Joel, I appreciate your more supportive response today. It goes a long way to encourage me.

(Before I go any further, allow me to just say, I worked 14+ hours today and I've had a beer, so I'm trying, and if I say something that sounds rude or condescending, I beg your forgiveness in advance)

First, it is incredibly difficult to define post-modernity because it is in its infancy. It'd be like asking Luther to define what the Reformation view or modernity the day after the diet of Worms (which is the town my ancestors are from, incidentally {not like that makes me immediately more gooder, smartur}).

I think you'd be surprised if you did a little more searching to see that much post-modern Christian thought is reaching back into the ancient and medieval Christian traditions for ideas. As a matter of fact, I think most of post-modern thought has much more in common with medieval and ancient traditions than it does modern.

I wish you could see that it isn't about whether or not we "need" post-modernity. It's coming and will completely change the Western world, whether or not we like it. It is the new worldview and culture. We need to figure out how to approach that in a Christlike and relevant way. I would not be opposed to a medieval revival, but I don't see the past becoming the future.

Joel W said...

I actually think that it arrived back in the 60's or earlier with the rise of Derrida and Focault. There are already moves in our day to 'post-post modernism' whatever that might mean.

I know pomo Christians like John Milbank are heavily liturgical.

FWIW.

KingJaymz said...

I have heard talk about post-post-modernism, but it has always come from people who have no comprehension of what post-modernism is, and has generally been insincere or mocking in tone. It comes across as modernists trying to re-vogue or re-institute modernism, rather than a genuine outlook or worldview.

-Benny- said...

Forgive me for being practical. But after 12 plus years of working in the church, I've got a few opinions on all of the PM stuph and it tends to run in a practical vein.

1. People, as a whole, are becomming different. Different in the way they process info, respond to God, respond to scripture, think about scripture...and different in the way they desire to "do church".

2. Christians need to/are going to change in the way we put togehter chuch. We need to closely consider our liturgy, traditions, rituals, and opinions about how we are to live out our faith together.

3. How do we do this? Love God with all of our heart, soul, mind and strength. And love others like we love our self. I would also add, listen for God's direction and trust that His Holy Spirit is active and alive...and will show us how to care for these people that we don't really get.

4. Change is already here whether we like it or not. As Christians we need to figure out how to roll with it.

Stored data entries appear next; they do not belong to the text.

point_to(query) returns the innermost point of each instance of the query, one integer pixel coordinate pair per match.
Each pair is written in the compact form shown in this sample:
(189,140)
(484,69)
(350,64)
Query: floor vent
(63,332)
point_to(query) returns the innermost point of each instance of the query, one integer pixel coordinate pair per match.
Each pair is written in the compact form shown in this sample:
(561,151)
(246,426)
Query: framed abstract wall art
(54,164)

Because it doesn't matter if any new way of thought or new philosophy is wrong, anti-christian, goes against God, or is a fad, if it arrives it's here and it then becomes something Christians have to deal with. Not saying we have to become PM but we DO have to recognize others are and then begin loving them and caring for them.

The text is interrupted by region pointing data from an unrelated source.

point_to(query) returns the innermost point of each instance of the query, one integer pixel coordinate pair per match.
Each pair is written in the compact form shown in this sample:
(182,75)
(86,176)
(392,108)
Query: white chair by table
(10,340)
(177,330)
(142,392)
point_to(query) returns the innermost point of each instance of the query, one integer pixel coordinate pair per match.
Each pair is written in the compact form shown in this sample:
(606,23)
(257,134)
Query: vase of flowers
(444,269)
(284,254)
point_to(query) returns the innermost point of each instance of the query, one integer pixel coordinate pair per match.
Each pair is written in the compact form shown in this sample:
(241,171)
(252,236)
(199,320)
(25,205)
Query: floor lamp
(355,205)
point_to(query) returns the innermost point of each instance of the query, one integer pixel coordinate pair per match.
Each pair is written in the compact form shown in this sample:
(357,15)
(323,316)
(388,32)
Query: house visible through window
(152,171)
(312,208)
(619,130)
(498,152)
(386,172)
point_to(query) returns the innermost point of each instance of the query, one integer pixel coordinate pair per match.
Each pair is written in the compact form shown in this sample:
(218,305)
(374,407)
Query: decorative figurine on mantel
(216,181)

So bottom line, lets make sure we are loving God, and truly loving others and trust that God will clue us in when the time is right.

Jared, I'm excited about your heresy. You are in my prayers as God guides you. All I can say is...Welcome to the club FRIEND!!

Niki said...

OOOH Good discussion! I feel like I'm in college again with some of the phraseology though. It's intimidating to some of us.

I agree with my wonderful husband - change is already here. Love God - love others (and I mean really love them, don't just say you do)-and seek guidance from the HS in every aspect of life. There's more, but this is not MY dissertation. ;)

I'll be curious to see what comes next...

Joel W said...

I actually don't think that people are 'becoming different' and I don't think the church has to do anything other than what she always has - preach the word, administer the sacraments, discipline the faithful. It might sound a little different given our different contexts, but there is nothing new under the sun, as a man once said. And it was C.S. Lewis who talked about the arrogance of the modern. Thinking our day is so special is not realistic to me.